④Tripropylxanthine. It is a new type of preparation without adenosine antagonism. It is not metabolized by the liver but is cleared by the kidneys. It avoids large fluctuations in the clearance rate and has no stimulating effect on the central nervous system. It is a promising drug.
(3) Anticholinergic drugs. Anticholinergic drugs exert competitive antagonism by competing with acetylcholine for the same binding site on the M receptor, thereby reducing bronchial tension and relieving the airway obstruction symptoms of bronchial asthma. A large number of clinical studies have shown that aerosolized anticholinergics in stable asthma exert a significant bronchodilator effect. However, compared with selective β-receptor agonists, their relative efficacy is currently highly controversial. Studies on the efficacy of combining anticholinergics with beta-agonists in the treatment of stable asthma show that the vast majority of results show that the efficacy of the combination is not only stronger than either alone, but also lasts significantly longer. These two types of drugs exert airway relaxation through different mechanisms, so their efficacy is independent of each other, and they produce additive effects when used together.
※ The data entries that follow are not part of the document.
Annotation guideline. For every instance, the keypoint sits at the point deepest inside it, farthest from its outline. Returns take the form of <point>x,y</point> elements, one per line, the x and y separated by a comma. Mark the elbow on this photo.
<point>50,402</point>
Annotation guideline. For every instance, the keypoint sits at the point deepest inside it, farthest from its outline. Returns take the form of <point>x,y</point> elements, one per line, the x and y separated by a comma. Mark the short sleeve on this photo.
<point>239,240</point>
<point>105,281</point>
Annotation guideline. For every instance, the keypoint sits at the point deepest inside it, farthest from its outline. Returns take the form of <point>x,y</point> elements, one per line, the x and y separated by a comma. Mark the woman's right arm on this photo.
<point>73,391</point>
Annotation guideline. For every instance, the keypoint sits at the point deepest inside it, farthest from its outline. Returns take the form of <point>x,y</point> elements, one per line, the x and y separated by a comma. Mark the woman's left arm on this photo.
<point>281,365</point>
(4) Glucocorticoids. The pharmacological effects of glucocorticoids include: anti-inflammatory effect; anti-allergic effect; relaxing airway smooth muscle; preventing delayed allergic reactions and reducing bronchial hyperresponsiveness. Therefore, corticosteroids can be used to prevent and treat bronchial asthma. Prednisolone and prednisone are often taken orally, 30 mg per day for adults. Maximum effect occurs after a few days, and the dose is reduced to 5 to 15 mg. The usual course of treatment is 7 days. Hydrocortisone can be injected. The first dose is 4 mg/kg body weight, once every 6 hours. It is usually used for 1 to 3 days. When it is effective, it can be taken orally. Aerosol inhalation includes chlortisone dipropionate, budesonide, etc., and the dose is ≤ 800 μg per day.
(5) Anti-allergic drugs. Drugs that interfere with or block every link of airway allergic disease can be called anti-allergic drugs, and these drugs are the first-line drugs for the prevention and treatment of asthma. Commonly used drugs are as follows.
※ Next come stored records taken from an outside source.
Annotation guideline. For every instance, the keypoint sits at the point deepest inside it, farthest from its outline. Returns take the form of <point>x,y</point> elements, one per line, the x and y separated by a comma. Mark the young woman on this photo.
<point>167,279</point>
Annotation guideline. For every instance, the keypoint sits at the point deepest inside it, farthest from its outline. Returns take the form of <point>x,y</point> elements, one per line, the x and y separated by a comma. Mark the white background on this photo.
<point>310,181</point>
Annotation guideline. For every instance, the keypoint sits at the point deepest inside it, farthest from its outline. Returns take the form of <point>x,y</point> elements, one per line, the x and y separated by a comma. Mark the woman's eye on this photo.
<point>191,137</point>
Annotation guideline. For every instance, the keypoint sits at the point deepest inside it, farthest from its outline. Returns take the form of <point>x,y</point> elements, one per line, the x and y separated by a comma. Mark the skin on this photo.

① Sodium cromoglycate. It is a mast cell stabilizer that can inhibit the release of inflammatory mediators from mast cells, inhibit the activation of eosinophils, neutrophils and alveolar macrophages, and has an inflammatory effect against airway allergies. Lung function can be significantly improved with long-term treatment. This medicine is the safest medicine for treating asthma and has very few side effects.
② Ketotifen. The pharmacological effects of ketotifen: inhibit the synthesis and release of inflammatory mediators; antagonize inflammatory mediators; increase the activity of β-receptors and convert them to a high-affinity state; inhibit the release of intracellular Ca2+. The clinical application efficiency can be as high as 90%, with few side effects and only mild sedation after long-term use.
③Antihistamines. This class of drugs can antagonize inflammatory mediators such as histamine, leukotrienes, platelet activating factors and prostaglandins, and can also inhibit the release of mediators by inflammatory cells such as mast cells, eosinophils, basophils and alveolar macrophages. Commonly used drugs include: azelastine, terfenadine, cetirizine, astemizole and other drugs.
(6) Other drugs. There are mainly calcium channel blockers, potassium channel activators, inositol phosphate degradation inhibitors and vitamin drugs.